Non-Negativity Constraint
All analysis modes except PCA enforce non-negativity: both W and H (where applicable) contain only values ≥ 0. This constraint is physically motivated because:
- intensities and photon counts are non-negative,
- molecular concentrations are non-negative,
- the mixing model should be additive, not a cancellation of positive and negative contributions.
PCA does not enforce non-negativity and is therefore primarily a diagnostic tool rather than a physically interpretable decomposition.
Background Components
The analysis model allows one or more components to represent a broad, slowly varying background rather than a chemical species. This is not usually the first tool to try; it is most useful when the background is hard to detect with ordinary ROIs or when removing it as preprocessing would also remove real sample signal. Background components can be:
- drawn as spatial ROIs over background-dominated regions,
- generated as a W-only seed from a projected image (mean, max, or min projection),
- imported as a fixed W map from a previous result.

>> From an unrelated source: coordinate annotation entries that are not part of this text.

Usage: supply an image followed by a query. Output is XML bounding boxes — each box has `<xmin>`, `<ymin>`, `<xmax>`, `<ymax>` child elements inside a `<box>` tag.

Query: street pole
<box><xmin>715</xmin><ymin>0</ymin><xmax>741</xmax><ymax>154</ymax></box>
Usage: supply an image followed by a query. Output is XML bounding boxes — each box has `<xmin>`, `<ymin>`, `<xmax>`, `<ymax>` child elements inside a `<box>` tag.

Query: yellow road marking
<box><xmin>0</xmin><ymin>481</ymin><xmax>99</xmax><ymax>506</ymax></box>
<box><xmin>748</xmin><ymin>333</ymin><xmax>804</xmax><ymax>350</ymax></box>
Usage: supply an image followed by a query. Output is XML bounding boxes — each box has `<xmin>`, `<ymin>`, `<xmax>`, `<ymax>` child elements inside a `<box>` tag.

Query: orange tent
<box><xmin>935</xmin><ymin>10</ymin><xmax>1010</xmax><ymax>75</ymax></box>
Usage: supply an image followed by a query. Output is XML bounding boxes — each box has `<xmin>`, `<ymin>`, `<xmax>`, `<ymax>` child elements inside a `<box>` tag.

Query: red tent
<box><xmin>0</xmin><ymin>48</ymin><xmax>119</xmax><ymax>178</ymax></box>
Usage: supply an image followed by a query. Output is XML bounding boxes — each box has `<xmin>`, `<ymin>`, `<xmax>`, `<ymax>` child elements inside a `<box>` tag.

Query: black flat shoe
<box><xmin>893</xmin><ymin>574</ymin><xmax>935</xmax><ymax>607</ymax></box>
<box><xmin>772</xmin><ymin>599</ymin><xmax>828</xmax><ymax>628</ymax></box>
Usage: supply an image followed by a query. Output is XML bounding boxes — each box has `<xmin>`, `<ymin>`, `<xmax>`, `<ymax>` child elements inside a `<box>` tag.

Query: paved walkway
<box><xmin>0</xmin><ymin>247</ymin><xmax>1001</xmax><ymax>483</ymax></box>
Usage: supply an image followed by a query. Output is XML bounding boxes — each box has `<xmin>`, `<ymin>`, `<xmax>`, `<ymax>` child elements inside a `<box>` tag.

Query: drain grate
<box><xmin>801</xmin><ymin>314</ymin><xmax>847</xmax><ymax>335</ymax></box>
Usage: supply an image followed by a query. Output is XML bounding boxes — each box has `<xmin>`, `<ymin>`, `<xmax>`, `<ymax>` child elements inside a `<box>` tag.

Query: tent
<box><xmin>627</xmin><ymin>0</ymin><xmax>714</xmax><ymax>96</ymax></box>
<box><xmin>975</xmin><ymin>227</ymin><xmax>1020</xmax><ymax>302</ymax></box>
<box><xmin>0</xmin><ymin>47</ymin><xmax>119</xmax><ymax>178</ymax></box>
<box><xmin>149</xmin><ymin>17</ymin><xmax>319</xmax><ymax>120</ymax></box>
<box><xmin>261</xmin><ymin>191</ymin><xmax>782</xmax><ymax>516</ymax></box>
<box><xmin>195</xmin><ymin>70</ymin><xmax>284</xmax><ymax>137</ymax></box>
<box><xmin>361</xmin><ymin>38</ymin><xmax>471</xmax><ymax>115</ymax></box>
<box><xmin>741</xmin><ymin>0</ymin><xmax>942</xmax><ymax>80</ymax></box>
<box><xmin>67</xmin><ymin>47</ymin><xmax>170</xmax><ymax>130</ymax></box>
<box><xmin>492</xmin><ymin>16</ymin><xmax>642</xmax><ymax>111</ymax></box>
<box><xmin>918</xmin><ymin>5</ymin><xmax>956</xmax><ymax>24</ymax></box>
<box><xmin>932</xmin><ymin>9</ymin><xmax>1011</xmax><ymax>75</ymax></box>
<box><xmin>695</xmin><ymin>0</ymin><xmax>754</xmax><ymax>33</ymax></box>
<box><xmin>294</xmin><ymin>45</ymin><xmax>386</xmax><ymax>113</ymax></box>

Having an explicit background component in the model can improve the separation of weak chemical components from a difficult baseline, but it should be treated as a modeling choice that needs inspection rather than a default correction step. This setting can help in particular when background is disturbing false color channels that carry specific information.
Scale Bars and Physical Units
The physical size of each pixel (in nm, µm, or mm) is tracked in the physical-units panel. This information is used for:
- scale bars overlaid in the GUI and in exported images,
- pixel-size metadata written into exported Fiji/ImageJ TIFFs.
After binning, stitching, or loading a preset, check that the pixel size still reflects the actual acquisition pixel size.